2:apple is my favorite food.
3:football game isn't use feet only.
9:oh! The Soup taste good!
18:google is the best tools for search keyword.
19:goooooogle yes!

Search for the line after G followed by a 2~5 O, followed by a G string.
[Email protected]:~/tmp$ grep-n ' go/{2,5/}g ' regular_express.txt
18:google is the best tools for search keyword.


The search consists of g followed by more than 2 O, followed by a line with G:
[Email protected]:~/tmp$ grep-n ' go/{2,/}g ' regular_express.txt
18:google is the best tools for search keyword.
19:goooooogle yes!


Note that the ^ in the [] is not special meaning, it can be placed in [] behind the content.
' [^a-z/.! ^-] ' means no lowercase letters, no. No, no spaces, no--the string, note [] There is a small space inside.

In addition, the reverse selection inside the shell is [!range], while the inside is [^range]

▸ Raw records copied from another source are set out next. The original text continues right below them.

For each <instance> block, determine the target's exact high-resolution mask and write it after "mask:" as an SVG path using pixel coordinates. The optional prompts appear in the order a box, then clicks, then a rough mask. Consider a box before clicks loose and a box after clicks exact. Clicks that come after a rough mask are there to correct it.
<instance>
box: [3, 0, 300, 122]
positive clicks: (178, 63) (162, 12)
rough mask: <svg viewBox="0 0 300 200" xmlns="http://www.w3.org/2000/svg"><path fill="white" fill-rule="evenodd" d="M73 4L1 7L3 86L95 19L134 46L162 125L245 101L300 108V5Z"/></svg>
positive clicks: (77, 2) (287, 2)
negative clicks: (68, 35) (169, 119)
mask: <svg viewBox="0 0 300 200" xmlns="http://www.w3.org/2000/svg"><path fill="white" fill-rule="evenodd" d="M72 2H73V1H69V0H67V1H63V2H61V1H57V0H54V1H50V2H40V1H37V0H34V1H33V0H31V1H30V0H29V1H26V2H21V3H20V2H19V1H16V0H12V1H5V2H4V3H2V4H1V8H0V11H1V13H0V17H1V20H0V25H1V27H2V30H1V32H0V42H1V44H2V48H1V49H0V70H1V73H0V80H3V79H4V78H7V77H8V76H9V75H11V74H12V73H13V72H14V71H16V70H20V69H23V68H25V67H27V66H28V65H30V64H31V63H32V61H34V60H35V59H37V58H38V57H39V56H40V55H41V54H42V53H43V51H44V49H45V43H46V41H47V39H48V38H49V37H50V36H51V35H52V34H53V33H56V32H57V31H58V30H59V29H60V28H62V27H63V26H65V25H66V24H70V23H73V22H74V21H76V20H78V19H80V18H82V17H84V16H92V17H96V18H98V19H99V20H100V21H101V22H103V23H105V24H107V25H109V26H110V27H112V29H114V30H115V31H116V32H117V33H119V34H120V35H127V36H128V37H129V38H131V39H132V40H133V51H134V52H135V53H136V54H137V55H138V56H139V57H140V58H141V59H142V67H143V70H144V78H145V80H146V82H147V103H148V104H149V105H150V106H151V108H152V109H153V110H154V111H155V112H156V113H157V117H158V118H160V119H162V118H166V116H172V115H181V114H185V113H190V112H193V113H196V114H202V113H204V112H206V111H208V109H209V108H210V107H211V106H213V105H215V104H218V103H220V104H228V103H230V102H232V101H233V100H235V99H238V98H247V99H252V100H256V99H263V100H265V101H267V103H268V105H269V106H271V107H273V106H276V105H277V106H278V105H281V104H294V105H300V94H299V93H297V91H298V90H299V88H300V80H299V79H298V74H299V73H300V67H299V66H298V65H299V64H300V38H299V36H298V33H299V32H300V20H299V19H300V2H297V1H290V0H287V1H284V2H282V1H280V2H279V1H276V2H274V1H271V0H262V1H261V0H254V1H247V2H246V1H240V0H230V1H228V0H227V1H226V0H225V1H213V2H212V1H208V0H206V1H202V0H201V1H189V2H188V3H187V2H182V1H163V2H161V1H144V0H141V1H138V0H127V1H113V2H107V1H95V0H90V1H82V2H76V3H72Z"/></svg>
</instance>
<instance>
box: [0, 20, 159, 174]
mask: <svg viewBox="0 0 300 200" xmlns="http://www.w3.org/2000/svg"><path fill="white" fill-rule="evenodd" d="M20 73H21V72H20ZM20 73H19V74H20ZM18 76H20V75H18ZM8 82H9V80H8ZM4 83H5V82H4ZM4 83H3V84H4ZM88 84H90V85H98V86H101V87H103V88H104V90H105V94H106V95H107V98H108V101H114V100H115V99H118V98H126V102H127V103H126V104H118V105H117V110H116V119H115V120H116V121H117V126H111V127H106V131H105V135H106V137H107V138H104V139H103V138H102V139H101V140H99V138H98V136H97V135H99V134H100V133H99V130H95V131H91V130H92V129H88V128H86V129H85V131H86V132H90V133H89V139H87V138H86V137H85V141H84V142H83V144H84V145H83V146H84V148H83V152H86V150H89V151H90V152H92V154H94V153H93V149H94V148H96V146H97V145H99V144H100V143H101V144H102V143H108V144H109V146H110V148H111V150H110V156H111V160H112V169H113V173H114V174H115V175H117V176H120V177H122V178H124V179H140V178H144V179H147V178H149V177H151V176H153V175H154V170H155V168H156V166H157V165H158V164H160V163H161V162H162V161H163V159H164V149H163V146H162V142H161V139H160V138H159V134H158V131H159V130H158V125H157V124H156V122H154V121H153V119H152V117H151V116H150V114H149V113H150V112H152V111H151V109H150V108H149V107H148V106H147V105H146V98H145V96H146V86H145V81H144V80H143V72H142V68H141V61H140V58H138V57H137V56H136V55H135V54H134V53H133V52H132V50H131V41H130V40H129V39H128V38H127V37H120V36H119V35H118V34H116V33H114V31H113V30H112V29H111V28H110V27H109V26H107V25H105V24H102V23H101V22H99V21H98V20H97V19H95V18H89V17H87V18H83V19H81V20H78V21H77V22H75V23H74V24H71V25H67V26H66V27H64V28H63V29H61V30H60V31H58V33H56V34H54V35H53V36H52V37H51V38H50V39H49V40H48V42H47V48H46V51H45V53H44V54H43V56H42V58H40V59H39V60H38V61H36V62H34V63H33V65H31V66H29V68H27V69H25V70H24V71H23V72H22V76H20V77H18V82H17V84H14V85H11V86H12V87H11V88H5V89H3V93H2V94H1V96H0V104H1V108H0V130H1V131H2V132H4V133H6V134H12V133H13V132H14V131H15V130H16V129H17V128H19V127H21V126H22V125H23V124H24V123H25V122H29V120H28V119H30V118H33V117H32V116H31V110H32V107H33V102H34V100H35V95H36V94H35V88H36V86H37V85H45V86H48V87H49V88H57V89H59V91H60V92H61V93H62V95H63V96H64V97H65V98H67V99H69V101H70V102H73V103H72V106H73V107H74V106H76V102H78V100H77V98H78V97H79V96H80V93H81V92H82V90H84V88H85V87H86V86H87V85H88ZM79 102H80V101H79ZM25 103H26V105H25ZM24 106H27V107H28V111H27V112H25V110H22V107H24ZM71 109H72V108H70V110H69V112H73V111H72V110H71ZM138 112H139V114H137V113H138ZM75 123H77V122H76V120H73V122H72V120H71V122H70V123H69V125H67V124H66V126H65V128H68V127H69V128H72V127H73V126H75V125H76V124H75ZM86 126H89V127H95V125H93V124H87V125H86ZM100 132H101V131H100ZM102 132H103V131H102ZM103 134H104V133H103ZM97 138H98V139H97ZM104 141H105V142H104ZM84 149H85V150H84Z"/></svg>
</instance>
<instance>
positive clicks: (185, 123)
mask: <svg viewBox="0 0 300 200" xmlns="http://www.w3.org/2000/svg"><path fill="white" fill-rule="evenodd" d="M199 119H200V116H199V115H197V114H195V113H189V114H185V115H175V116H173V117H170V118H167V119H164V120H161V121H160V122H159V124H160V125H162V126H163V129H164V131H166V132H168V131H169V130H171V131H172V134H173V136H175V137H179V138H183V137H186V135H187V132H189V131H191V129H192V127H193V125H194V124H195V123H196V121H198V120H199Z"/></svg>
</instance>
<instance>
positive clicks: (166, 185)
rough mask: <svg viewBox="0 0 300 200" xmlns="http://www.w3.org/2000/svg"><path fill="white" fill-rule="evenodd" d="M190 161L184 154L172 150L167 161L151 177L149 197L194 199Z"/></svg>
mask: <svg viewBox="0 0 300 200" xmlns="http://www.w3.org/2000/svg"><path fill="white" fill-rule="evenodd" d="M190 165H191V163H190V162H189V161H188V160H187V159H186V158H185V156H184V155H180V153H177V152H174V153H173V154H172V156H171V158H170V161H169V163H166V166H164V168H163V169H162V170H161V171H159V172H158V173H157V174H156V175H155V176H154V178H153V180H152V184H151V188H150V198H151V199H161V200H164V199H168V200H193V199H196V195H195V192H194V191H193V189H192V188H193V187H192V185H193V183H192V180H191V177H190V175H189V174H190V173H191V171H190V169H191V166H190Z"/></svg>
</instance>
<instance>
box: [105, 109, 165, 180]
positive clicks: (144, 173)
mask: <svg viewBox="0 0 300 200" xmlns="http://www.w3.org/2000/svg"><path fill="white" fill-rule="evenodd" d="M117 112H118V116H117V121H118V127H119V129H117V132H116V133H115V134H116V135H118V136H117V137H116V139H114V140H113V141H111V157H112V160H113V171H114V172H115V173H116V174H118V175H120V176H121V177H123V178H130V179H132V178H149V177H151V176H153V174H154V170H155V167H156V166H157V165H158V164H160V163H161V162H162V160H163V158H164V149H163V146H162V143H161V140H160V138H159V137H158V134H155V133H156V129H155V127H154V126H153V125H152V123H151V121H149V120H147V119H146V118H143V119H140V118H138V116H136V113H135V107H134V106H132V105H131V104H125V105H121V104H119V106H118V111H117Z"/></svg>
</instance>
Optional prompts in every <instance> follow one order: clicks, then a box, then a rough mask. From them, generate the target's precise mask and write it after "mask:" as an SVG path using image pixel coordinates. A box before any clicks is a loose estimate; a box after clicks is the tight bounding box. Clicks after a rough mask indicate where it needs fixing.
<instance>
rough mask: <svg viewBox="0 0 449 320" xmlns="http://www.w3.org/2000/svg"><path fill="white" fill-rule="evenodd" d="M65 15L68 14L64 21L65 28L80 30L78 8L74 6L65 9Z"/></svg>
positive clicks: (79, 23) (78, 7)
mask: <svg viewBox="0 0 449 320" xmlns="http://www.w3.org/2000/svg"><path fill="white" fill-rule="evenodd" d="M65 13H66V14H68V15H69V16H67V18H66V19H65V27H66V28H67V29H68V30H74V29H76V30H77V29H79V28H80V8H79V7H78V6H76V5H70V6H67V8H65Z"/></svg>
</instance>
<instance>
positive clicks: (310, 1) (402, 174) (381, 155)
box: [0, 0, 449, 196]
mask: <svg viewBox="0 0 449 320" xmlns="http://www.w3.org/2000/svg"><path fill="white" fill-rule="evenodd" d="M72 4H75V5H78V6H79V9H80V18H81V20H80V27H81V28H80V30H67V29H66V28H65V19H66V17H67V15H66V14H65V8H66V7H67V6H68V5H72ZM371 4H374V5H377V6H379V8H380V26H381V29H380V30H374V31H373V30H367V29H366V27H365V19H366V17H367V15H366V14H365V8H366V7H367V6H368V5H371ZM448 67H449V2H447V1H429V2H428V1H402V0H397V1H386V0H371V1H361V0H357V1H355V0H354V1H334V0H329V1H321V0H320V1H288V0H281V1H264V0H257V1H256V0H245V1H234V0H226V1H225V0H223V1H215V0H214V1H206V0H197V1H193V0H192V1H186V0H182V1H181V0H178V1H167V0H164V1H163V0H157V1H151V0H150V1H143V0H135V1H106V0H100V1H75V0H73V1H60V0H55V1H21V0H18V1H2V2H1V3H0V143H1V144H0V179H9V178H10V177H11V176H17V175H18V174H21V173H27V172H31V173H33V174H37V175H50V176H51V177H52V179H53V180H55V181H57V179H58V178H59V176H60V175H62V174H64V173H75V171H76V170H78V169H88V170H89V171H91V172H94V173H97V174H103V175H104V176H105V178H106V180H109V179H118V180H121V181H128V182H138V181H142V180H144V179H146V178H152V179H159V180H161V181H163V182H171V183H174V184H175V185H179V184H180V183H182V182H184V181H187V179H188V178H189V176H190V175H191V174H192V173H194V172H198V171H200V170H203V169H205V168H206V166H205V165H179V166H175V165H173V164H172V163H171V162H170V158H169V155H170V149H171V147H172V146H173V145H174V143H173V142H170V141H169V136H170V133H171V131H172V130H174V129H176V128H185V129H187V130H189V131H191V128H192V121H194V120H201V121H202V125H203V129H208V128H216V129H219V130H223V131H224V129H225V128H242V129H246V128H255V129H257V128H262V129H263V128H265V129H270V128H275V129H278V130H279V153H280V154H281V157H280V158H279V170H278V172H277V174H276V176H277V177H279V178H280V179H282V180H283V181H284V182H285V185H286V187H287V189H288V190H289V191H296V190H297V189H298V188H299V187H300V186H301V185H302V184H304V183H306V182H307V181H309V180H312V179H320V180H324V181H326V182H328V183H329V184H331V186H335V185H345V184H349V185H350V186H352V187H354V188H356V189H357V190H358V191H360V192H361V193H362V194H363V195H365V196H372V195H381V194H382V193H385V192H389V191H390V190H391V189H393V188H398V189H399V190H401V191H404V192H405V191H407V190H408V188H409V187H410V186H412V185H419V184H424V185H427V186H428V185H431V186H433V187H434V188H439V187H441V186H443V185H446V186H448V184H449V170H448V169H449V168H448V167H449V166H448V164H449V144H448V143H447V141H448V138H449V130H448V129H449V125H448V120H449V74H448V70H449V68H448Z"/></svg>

2 extending regular Expressions

An extended regular expression adds several special compositions to the underlying regular expression.
It makes certain operations more convenient.
For example, we want to remove the blank line and the beginning of the #的行, this will be used:
[Email protected]:~/tmp$ grep-v ' ^$ ' regular_express.txt | Grep-v ' ^# '
"Open Source" is a good mechanism to develop programs.
Apple is my favorite food.
Football game isn't use feet only.
This dress doesn ' t fit me.
............

Using Egrep and extended special symbols that support extended regular expressions, however | , it will be much more convenient.
Note that grep supports only underlying expressions, while Egrep supports extensions, in fact Egrep is an alias for GREP-E. Therefore, the GREP-E supports extended regular.
So:
[Email protected]:~/tmp$ egrep-v ' ^$|^# ' regular_express.txt
"Open Source" is a good mechanism to develop programs.
Apple is my favorite food.
Football game isn't use feet only.
This dress doesn ' t fit me.
....................
Here | Represents or the relationship. A string that satisfies ^$ or ^#.

several extended special symbols are listed here:
+, ON. * Acts Similarly, representing one or more repeating characters.
?, in. * Acts Similarly, representing 0 or one character.
An expression or relationship, such as ' Gd|good|dog ', that indicates a string of Gd,good or dog
() to synthesize part of the content into a group of cells. For example, to search for glad or good can do this ' G (la|oo) d '
() The advantage of being able to use + for the group? such as
For example, to search for a and C at the beginning of the end, there is at least one (XYZ) string, you can: ' A (xyz) +c '

[Reprint] Powerful grep usage explained: grep and regular expressions

Contact Us

The content source of this page is from Internet, which doesn't represent Alibaba Cloud's opinion; products and services mentioned on that page don't have any relationship with Alibaba Cloud. If the content of the page makes you feel confusing, please write us an email, we will handle the problem within 5 days after receiving your email.

If you find any instances of plagiarism from the community, please send an email to: info-contact@alibabacloud.com and provide relevant evidence. A staff member will contact you within 5 working days.

A Free Trial That Lets You Build Big!

Start building with 50+ products and up to 12 months usage for Elastic Compute Service

  • Sales Support

    1 on 1 presale consultation

  • After-Sales Support

    24/7 Technical Support 6 Free Tickets per Quarter Faster Response

  • Alibaba Cloud offers highly flexible support services tailored to meet your exact needs.